6. Dalam waktu yang bersamaan muncul Washil bin Atha', Amr bin 'Ubaid yang keduanya meletakkan dasar-dasar Mu'tazilah Qadariyah.
Setelah itu terbukalah pintu iftiraq, muncullah kelompok Rafidhah (Syiah) mengumumkan aqidah-aqidahnya dan sekte ini terbagi menjadi beberapa golongan. Muncullah kelompok Musyabbihah dari kalangan Rafidhah di tangan tokoh-tokohnya.; Daud al-Jawaribi, Hisyam bin al-Hakam, dan Hisyam al-Jawaliqi. Mereka itulah peletak dasar Musyabbihah (yang menyerupakan Allah dengan makhluk) yang pertama, mereka adalah orang-orang Rafidhah. Sesudah itu datang lagi kelompok Mutakallimin (tokoh-tokoh ilmu kalam), lalu kelompok sufi dan ahli-ahli filsafat, maka terbukalah pintu iftiraq dari berbagai celah bagi orang-orang sesat, pembuat bid'ah dan pengikut hawa nafsu. Sehingga tertancaplah dasar-dasar perpecahan di antara kaum Muslimin sampai sekarang ini.
Begitulah
, sehingga di samping perpecahan ynag sudah ada, muncul pula perpecahan yang baru sejalan dengan hawa-hawa nafsu manusia, dan terbiasanya mereka dengan bid'ah-bid'ah dan kesesatan-kesesatan.

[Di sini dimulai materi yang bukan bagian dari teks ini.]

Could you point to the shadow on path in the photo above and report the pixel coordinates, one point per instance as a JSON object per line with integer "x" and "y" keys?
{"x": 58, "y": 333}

Sebagian orang -yang tidak tahu atau pura-pura tidak tahu- menyangka bahwa firqah-firqah tersebut sudah sirna dan sudah menjadi simpanan cerita-cerita bersejarah atau tumpukan warisan masa lalu! Hal ini jelas keliru. Setiap golongan sesat yang besar dan berbahaya di masa lalu, masih tetap ada sekarang di tengah-tengah kaum Muslimin. Bahkan semakin banyak, semakin berbahaya, dan semakin menyimpang. Rafidhah dengan kelompok-kelompoknya yang batil, serta golongan Syi'ah lainnya, Khawarij, Qadariyah, Mu'tazilah, Jahmiyah, Ahlul Kalam, Sufi, dan Filsafat (dan semacamnya, ed.), semuanya masih berusaha untuk menohok umat. Bahkan mulai menampakkan leher-lehernya. Aqidah-aqidahnya mulai bergelombang dengan gaya bahasa yang mampu menarik simpati umat satu demi satu, dan setiap waktu berkembang berdasarkan apa yang mereka klaim sebagai 'ilmu pengetahuan, kebudayaan,dan pemikiran', di samping sedikitnya pengetahuan pemuda tentang ad-Dien.

Cukuplah Allah Subhanahu wa Ta'ala sebagai pelindung kita dan Dia sebaik-baik pelindung.